Mon bail commercial arrive à échéance : que se passe-t-il ?

Sans initiative de l'une des parties, un bail commercial ne s'arrête pas à son terme : il se prolonge. Ce que cela change, et ce qu'il faut décider avant.

Sans initiative de l'une des parties, un bail commercial ne s'arrête pas à son terme : il se prolonge. Ce que cela change, et ce qu'il faut décider avant.

Introduction

L’échéance d’un bail de neuf ans inquiète souvent plus qu’elle ne le mérite, et moins qu’elle ne le devrait. Elle n’emporte pas la perte du local, mais elle ouvre une période où l’inaction a un coût.

Le bail ne s’arrête pas seul

C’est le premier point, et il rassure.

À défaut d’initiative de l’une des parties, le bail ne prend pas fin à son terme. Il se prolonge aux mêmes conditions, pour une durée indéterminée : c’est la tacite prolongation.

L’activité continue, le loyer reste celui du bail, et rien ne change dans l’immédiat.

Ce que la prolongation change en réalité

La neutralité apparente de la prolongation masque deux effets.

Le bail prolongé peut prendre fin à l’initiative de l’une des parties par un congé délivré dans les formes, moyennant préavis. La stabilité de neuf ans est derrière, et le preneur perd la visibilité qui fondait ses investissements.

Et l’écoulement du temps produit ses propres effets : lorsque la durée effective du bail, prolongation comprise, dépasse douze ans, le plafonnement du loyer cesse de s’appliquer au renouvellement. Une prolongation confortable peut donc préparer une augmentation significative.

Les trois issues possibles

À l’approche de l’échéance, trois voies s’ouvrent.

Le preneur demande le renouvellement, ce qui oblige le bailleur à se prononcer et déclenche la discussion sur le loyer.
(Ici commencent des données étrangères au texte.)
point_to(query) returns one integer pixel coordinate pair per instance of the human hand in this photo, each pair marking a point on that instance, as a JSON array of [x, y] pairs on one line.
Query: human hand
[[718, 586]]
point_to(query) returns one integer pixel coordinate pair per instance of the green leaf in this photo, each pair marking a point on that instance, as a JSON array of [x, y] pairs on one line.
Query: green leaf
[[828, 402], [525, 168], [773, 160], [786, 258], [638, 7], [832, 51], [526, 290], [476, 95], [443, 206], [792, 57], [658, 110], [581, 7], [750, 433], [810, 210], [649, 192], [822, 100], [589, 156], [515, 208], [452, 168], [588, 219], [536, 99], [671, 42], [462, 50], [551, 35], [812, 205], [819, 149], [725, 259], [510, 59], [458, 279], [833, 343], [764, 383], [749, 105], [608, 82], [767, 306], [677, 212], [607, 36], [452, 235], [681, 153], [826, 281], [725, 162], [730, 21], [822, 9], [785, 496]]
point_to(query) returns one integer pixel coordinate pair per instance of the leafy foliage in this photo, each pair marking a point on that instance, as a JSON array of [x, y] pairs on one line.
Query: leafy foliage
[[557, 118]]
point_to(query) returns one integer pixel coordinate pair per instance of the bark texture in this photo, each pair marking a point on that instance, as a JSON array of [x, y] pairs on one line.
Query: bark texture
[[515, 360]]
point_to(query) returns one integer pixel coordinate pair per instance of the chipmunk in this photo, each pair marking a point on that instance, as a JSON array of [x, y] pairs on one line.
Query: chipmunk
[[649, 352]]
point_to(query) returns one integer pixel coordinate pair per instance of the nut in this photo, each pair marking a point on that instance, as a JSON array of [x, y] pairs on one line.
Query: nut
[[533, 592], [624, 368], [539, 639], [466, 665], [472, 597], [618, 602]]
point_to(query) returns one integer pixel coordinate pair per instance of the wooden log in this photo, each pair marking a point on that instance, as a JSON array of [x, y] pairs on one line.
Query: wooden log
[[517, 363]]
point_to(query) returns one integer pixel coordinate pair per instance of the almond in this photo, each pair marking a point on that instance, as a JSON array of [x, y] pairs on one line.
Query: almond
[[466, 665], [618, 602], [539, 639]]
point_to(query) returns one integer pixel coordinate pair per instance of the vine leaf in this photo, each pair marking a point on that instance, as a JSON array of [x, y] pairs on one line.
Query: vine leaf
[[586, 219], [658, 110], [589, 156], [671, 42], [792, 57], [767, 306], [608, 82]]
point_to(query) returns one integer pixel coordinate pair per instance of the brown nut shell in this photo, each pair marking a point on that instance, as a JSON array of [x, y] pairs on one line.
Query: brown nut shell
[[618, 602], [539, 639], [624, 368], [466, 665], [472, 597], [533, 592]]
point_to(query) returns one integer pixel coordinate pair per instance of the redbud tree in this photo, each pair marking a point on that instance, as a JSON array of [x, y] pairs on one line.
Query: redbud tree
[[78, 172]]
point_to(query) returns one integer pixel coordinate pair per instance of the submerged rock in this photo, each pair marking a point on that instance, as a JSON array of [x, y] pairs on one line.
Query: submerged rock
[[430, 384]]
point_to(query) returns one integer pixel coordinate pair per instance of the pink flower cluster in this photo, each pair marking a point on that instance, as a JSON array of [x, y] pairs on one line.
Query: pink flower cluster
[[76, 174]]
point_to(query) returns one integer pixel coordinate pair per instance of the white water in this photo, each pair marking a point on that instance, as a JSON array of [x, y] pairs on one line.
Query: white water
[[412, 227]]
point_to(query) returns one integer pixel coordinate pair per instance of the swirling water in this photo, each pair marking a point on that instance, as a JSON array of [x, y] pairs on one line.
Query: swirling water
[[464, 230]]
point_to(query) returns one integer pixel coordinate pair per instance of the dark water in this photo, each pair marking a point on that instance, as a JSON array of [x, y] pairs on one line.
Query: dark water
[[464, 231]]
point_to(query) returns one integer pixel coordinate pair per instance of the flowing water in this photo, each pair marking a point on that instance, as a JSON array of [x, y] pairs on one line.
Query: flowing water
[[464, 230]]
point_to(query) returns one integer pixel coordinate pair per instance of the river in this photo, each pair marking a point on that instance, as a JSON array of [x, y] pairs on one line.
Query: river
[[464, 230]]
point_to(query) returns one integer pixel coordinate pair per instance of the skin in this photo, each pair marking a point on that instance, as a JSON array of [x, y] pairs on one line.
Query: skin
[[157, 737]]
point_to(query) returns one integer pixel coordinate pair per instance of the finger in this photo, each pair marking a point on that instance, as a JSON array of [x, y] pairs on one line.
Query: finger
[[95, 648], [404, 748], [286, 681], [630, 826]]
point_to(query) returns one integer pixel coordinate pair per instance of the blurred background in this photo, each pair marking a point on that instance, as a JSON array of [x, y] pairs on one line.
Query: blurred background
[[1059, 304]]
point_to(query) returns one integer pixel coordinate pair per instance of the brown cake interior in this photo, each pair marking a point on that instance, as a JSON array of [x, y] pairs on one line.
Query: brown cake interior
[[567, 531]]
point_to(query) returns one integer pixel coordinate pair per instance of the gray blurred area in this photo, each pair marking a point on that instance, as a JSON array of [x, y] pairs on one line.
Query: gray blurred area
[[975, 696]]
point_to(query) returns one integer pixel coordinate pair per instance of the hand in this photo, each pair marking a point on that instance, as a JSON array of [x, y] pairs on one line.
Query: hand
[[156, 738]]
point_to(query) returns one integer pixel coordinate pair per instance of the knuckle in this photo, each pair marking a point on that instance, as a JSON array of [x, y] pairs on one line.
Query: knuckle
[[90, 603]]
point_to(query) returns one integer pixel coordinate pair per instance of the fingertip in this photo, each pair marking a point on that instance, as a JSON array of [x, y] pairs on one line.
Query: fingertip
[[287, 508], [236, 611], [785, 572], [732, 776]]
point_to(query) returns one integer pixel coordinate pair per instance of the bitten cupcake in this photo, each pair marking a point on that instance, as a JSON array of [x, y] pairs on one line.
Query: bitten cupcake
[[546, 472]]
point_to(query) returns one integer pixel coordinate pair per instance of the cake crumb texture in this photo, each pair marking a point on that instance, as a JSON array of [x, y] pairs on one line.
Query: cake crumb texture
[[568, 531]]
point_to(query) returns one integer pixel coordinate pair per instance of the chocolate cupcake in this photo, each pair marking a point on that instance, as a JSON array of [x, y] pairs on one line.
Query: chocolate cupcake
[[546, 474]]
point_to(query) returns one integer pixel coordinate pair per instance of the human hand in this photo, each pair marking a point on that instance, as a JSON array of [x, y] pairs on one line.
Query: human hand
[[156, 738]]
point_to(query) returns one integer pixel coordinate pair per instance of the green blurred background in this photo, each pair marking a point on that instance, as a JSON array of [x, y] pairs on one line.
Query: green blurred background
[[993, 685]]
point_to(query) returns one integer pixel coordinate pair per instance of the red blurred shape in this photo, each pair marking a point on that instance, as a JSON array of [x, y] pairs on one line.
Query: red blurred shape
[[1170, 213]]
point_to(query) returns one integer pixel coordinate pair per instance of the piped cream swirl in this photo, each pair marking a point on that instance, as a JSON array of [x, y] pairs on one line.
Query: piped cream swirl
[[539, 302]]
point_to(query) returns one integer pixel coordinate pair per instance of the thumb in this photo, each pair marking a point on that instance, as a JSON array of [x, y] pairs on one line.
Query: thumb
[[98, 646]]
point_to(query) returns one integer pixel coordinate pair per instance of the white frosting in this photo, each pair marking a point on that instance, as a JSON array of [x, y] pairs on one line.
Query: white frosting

Le bailleur délivre un congé, avec ou sans offre de renouvellement. Le refus de renouveler ouvre en principe droit à indemnité d’éviction.

Aucune des parties n’agit, et la prolongation s’installe.

Choisir plutôt que subir

La troisième voie est rarement la meilleure, et elle est pourtant la plus fréquente, faute d’anticipation.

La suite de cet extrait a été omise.